The northern catalpa is known for its fragrant white flowers that appear in late spring. These flowers are bell shaped, with crinkled petals, and have purple and yellow inner spotting. The tree’s leaves are large, light green, and heart shaped. The bark is dark gray and becomes scaly with age. This tree is known for its toughness and hardiness, and so it is often found on Midwestern farmsteads for this reason. The northern catalpa is also sometimes called a cigar tree, due to its long dark brown seed pods, that vaguely resemble cigars. This tree attracts insect pollinators.
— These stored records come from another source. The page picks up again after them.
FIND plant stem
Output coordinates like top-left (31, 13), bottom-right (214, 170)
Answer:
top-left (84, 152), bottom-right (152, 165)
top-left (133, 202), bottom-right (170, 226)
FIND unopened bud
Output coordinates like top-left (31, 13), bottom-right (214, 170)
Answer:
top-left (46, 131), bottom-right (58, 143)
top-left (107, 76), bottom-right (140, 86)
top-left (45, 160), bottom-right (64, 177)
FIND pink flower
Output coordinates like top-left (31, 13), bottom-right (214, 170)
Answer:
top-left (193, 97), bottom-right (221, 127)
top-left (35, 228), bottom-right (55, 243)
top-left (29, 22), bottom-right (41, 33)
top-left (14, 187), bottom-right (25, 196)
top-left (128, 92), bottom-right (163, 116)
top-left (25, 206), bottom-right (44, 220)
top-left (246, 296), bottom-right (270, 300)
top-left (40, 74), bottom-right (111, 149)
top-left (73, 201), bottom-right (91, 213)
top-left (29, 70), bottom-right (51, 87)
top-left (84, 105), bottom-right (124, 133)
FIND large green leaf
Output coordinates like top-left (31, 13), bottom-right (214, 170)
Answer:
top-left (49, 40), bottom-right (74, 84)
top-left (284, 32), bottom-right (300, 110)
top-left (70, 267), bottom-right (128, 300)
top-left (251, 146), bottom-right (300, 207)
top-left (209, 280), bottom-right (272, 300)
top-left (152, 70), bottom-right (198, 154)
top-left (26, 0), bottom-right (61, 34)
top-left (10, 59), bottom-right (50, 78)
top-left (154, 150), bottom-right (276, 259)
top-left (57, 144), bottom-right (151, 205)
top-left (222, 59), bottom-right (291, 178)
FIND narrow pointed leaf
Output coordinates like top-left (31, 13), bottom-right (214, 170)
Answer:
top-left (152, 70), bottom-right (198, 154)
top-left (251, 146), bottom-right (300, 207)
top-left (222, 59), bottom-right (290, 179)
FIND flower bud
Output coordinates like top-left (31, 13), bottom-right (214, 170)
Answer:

Family: Bignoniaceae (Bignonia)
Characteristics: The 6-8 inch long leaves are light green or yellow-green and are broad ovate to ovate-oblong. In the fall, leaves turn a prominent yellow. The tree’s white flowers are bell shaped and orchid like, with a purple or yellow inner spotting that appears in late spring. These flowers give way to long and slender green seed pods, which turn dark brown once they have matured in the fall. At this point, the seed pods will split open and release the seeds within. Mature bark is a pale gray-brown and is cracked and prominently ridged. This tree has a narrow-rounded or irregularly oval crown. It grows 40-60 feet high and 20-40 feet wide.
Foliage: Deciduous (leaves lost seasonally)
Geographic Origin: North America: Arkansas, Missouri, Illinois, Indiana (non-native)
Cultivation Notes: Requires medium maintenance. Does best in full sun to part shade. Prefers alkaline, moist, and well drained soils, though is tolerant of a wide range of soil conditions, including dry soils. This species is also tolerant of seasonal flooding.